2. What is the maximum compression of the spring?
3. The package rebounds back up the incline. How close does it get to its initial position?
erik-the-red
Oct4-05, 07:10 PM
I forgot that I violated the sticky rule. Sorry!
I started off by breaking the force of weight into x and y components. I used the equation K_1+U_1+W_f=K_2+U_2. But, U_1=K_1=0. I'm looking for the final velocity, which can be found in the final kinetic energy.
My answer was 8.50 m / s, but that was incorrect.
For the second problem, I used K\Delta X=f_k+mgsin(\Theta). Solving for \Delta X, I got .151 m, which is also incorrect.
I don't know how to do part C.
Doc Al
Oct4-05, 07:34 PM
I started off by breaking the force of weight into x and y components. I used the equation K_1+U_1+W_f=K_2+U_2. But, U_1=K_1=0. I'm looking for the final velocity, which can be found in the final kinetic energy.
My answer was 8.50 m / s, but that was incorrect.
The idea of using energy methods is fine. Show exactly what you did.
For the second problem, I used K\Delta X=f_k+mgsin(\Theta).
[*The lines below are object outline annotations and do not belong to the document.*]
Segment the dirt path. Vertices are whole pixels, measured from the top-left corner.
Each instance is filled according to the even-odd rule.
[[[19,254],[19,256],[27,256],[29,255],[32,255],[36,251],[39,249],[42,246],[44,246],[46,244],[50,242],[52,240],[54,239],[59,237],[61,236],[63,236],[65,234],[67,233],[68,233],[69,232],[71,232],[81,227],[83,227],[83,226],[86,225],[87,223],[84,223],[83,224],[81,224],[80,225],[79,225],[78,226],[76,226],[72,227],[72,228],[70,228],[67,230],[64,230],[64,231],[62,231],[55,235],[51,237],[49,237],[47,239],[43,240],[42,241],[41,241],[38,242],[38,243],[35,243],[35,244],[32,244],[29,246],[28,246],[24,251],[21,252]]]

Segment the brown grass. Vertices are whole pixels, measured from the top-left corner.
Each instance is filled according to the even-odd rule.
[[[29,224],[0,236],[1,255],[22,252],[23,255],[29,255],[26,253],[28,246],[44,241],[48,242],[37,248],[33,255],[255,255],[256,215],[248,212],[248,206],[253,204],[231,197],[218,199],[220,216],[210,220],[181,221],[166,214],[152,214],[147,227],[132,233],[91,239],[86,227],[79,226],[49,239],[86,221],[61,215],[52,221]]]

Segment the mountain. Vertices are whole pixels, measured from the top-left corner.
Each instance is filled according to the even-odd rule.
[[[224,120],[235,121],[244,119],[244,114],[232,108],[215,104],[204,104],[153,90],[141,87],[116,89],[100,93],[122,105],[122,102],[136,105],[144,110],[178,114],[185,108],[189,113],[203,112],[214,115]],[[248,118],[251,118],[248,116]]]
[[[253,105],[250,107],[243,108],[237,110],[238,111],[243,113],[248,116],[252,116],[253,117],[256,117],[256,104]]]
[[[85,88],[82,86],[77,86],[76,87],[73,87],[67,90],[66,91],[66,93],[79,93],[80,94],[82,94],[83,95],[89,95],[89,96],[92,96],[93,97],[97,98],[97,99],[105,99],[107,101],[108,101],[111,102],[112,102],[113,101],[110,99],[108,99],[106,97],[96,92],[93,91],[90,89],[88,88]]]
Solving for \Delta X, I got .151 m, which is also incorrect.
When the spring is maximally compressed the force on the package will not be zero. Once again, use energy methods.
erik-the-red
Oct4-05, 09:43 PM
For part a, I did K_2+U_2=W_f.
So, (1/2)(2.00)(v_2)^2 + (2.00)(9.80)(-3.20) = -.47
v_2=7.89 m/s.
But, that is also not correct.
Doc Al
Oct4-05, 10:15 PM
Show how you calculated the work done against friction.
erik-the-red
Oct4-05, 10:28 PM
Yeah, something was SERIOUSLY not right with that work done by friction.
I ended up getting the correct answer. I must have punched in something wrong in my calculator.